Until this summer, I wanted to be someone who worked in fashion. I also must have wanted to be someone who sat around reading poetry, seeing as I am now going into my third year as an English student.

My room is crammed with Vogues and literary works, but as I’m sure readers of this article will testify, something being in print doesn’t mean that it is of focal significance. Ironically I think academia taught me this. An American don impishly sized up the dangers of allowing one discourse to envelop you with his collection of satirical essays: The Pooh Perplex; In Which It Is Discovered that the True Meaning of the Pooh Stories is Not as Simple as is Usually Believed; But for Proper Elucidation Requires the Combined Efforts of Several Academicians of Varying Critical Persuasions (New York, 1963).

Fashion is rather like academia in this sense. There’s an industry around both which requires them to keep churning out new material, new ideas- or at least new takes on old material and old ideas. There’s an element of each which embarrasses the ‘true’ perpetrators of the discipline. Popular-with-the-public scholars like Stephen Hawking and Alain de Botton reportedly make scientists and philosophers groan with each new book, even as their own manuscripts make their way to the publishers.

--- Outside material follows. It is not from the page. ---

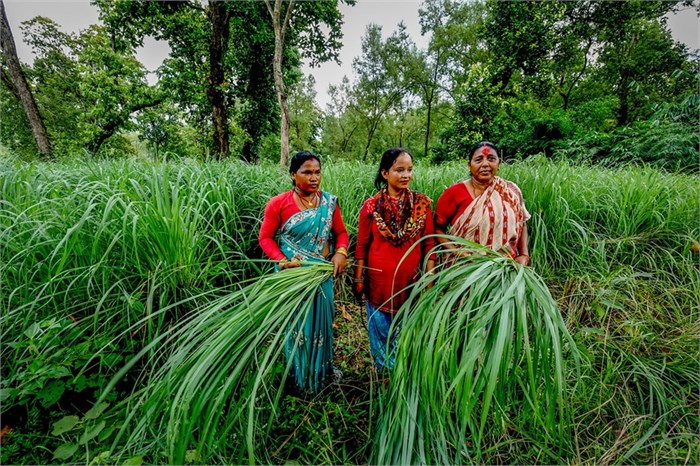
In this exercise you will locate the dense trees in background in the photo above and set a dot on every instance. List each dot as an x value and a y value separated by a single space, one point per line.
601 81
17 83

There are similar examples to be found in every art. A friend once asked me why fashion needed such a big industry around it, commentating and judging in glossy reams. The answer is that it doesn’t – we do. Film as an artistic endeavour doesn’t need the critics and the producers and the press junkets – in fact, they are usually a great nuisance to the film makers themselves – but without the film industry, they wouldn’t be able to make the film at all. Just as actors would rather talk about their work than their love lives, the designers don’t necessarily condone the celebrity endorsements, the facile magazine’s must-have-items, or the swarm of high-street copies. Those things are the necessary evils which allow the intricate and exquisite craft of haute couture to happen (often at a loss); like the journalism hack-jobs Evelyn Waugh endured to pay for Brideshead Revisited. A kind of reverse patronage system has emerged.

The lowest common denominators of art are not a fair representation of the whole. Is poetry as an art form diminished by greetings-card verses or architecture by a concrete car-park? I’m not saying that because fashion is not trivial, it is consequently vital. But like any art, ‘it awakens and enlargens the mind itself by rendering it the receptacle of a thousand unapprehended combinations of thought’, and ought to be respected for what it can be, rather than derided for what some make it.